Nearly every state in the U.S. added construction jobs from March 2015 to March 2016, according to analysis of Labor Department data by the Associated General Contractors of America (AGC).

Forty-four states and the District of Columbia saw year-over-year employment gains in the sector, while 28 states added jobs between February and March.

“Construction employment growth occurred in all regions in the latest 12 months,” says Ken Simonson, AGC’s chief economist. “The only soft spots in construction demand and employment are in states that rely on energy extraction for a large segment of their economy. The economic diversity across the leading job-growth states suggest that construction will continue to add to jobs gains in much of the country.”

California added the most construction jobs (39,600 jobs, 5.6 percent) between March 2015 and March 2016, followed by Florida (27,500 jobs, 6.5 percent), New York (17,300 jobs, 4.9 percent) and Massachusetts (16,000 jobs, 11.9 percent). Hawaii added the highest percentage of jobs during that span, (20.9 percent, 7,000 jobs), followed by Rhode Island (13.3 percent, 2,200 jobs), Massachusetts and Nevada (11.6 percent, 7,500 jobs).

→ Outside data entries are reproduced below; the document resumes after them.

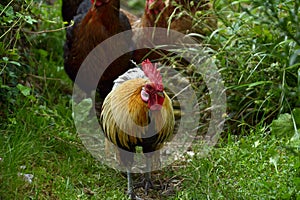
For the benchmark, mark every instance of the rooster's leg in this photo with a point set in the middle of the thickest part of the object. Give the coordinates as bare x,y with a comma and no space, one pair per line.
130,192
130,185
148,182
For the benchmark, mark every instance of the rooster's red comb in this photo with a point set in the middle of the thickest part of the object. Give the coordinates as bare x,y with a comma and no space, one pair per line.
152,73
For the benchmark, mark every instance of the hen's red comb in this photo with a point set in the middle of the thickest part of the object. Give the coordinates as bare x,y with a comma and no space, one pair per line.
152,73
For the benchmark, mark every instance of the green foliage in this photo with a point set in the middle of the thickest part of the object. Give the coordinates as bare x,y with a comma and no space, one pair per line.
254,167
28,48
257,48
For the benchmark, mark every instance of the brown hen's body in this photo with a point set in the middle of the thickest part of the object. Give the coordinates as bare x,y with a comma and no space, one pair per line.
69,9
92,26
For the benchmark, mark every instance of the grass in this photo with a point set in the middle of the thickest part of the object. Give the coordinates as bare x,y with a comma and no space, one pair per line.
42,157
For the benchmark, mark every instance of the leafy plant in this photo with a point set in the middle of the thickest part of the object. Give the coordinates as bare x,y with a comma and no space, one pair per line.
258,52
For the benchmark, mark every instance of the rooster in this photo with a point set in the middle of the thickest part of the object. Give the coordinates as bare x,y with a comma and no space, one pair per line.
138,112
96,21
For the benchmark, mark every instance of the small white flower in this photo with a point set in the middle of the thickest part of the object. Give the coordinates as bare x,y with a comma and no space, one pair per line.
26,177
23,167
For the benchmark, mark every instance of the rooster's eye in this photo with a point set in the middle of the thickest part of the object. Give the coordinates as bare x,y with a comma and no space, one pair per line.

North Dakota lost the highest percent and total number of construction jobs (-15.7 percent, -5,700 jobs) for the year. Other states that lost jobs include Alaska (-8.7 percent, -1,600 jobs), Wyoming (-7.1 percent, -1,700 jobs), Kansas (-5.6 percent, -3,400 jobs) and West Virginia (-1.2 percent, -400 jobs). Construction employment was unchanged in Connecticut.

Pennsylvania added the most construction jobs between February and March (6,000 jobs, 2.6 percent). Other states adding a high number of jobs for the month include Georgia (4,300 jobs, 2.5 percent), Illinois (4,100 jobs, 1.9 percent), Colorado (3,900 jobs, 2.5 percent) and Iowa (3,600 jobs, 4.4 percent). West Virginia (4.5 percent, 1,400 jobs) added the highest percentage of jobs, followed by Iowa, Nevada (4.1 percent, 3,000 jobs) and Hawaii (3.3 percent, 1,300 jobs).

Construction employment declined in 22 states during the past month and held steady in Washington, D.C. California shed more construction jobs than any other state (-7,400 jobs, -1.0 percent), followed by Indiana (-2,300 jobs, -1.7 percent), Missouri (-2,000 jobs, -1.7 percent) and Minnesota (-1,600 jobs, -1.3 percent). Arkansas lost the highest percentage of construction jobs between February and March (-3.0 percent, -1,500 jobs), followed by New Hampshire (-2.3 percent, -600 jobs) and Alaska (-2.3 percent, -400 jobs).